Tsongkhapa reflects how Highest Yoga Tantra cultivates this special mind, especially through deity yoga. The Madhyamaka view remains central, which is developed through the teachings of the Middle Way School. The quote above demonstrates that, for him, the subjective clear light – innate wisdom cannot be

developed without the teachings of the Middle Way School. Likewise, Longchenap points out that actual experience of primordial wisdom is impossible without tantra.
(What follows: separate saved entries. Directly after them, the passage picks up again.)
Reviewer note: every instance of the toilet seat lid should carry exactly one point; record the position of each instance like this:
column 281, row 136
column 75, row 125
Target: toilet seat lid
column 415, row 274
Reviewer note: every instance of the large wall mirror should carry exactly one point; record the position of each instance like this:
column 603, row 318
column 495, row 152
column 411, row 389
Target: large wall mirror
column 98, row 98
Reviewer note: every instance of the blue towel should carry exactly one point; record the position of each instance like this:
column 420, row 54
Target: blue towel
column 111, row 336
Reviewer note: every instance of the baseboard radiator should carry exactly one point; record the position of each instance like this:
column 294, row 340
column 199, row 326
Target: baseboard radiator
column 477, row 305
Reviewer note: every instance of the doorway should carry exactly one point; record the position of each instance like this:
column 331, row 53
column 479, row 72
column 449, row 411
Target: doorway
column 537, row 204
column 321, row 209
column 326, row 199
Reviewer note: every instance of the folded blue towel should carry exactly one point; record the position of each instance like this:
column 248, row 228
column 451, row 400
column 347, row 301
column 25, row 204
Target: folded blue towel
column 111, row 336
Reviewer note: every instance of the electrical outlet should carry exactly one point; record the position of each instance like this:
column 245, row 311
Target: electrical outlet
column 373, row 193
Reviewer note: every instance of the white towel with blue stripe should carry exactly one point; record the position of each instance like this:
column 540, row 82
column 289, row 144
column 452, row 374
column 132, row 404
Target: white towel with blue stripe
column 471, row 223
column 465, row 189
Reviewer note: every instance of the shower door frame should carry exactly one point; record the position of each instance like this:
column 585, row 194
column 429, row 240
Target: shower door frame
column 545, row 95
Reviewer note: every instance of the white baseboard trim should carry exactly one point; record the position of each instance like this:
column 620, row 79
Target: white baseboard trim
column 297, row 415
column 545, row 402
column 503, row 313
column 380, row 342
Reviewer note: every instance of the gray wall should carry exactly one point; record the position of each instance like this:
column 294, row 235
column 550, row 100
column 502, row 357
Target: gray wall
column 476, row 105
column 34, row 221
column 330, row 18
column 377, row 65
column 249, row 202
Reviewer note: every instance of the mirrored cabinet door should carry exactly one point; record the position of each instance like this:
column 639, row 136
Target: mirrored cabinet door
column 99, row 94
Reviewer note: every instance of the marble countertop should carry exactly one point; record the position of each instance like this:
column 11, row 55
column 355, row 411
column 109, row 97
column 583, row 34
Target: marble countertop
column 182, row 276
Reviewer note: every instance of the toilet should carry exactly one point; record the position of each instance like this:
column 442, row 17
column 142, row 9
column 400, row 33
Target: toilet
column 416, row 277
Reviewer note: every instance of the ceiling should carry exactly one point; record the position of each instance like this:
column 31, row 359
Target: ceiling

Therefore, Tsongkhapa stresses the importance of recognizing that there is no difference between the pāramitā and mantra vehicles with regards to the

view, and thus with regard to Tripiṭakamāla’s verse, because without the pāramitā vehicle, the subjective clear lightwisdom could not be cultivated. And yet, Tsongkhapa disagrees with Tripiṭakamāla in that the pāramitā vehicle is not deluded because it removes the two obstructions.

Longchenpa seems to be focused how wisdom is accessed through practice of mantra. Firstly, he negates that wisdom is any type of mind that perceives or engages in inferential valid cognition. Then he defines this mind to abide naturally in the ground of being – an utterly lucid heart essence, a point, which is common to both vehicles. Mantra allows for the practitioner to directly experience this ground of being because it does not rely on perceiving relative truth.

I therefore understand Longchenpa and Tsongkhapa to agree on how mantra taps into the epistemological state of the subject in a way that the pāramitā vehicle cannot. For Longchenpa, mantra allows the subject’s wisdom (rig pa in rdzogs chen) to perceive ultimate truth. Tsongkhapa agrees in that he describes how mantra cultivates the subjective clear light, which the pāramitā vehicle does not. In this way, mantra emphasizes a gnostic engagement.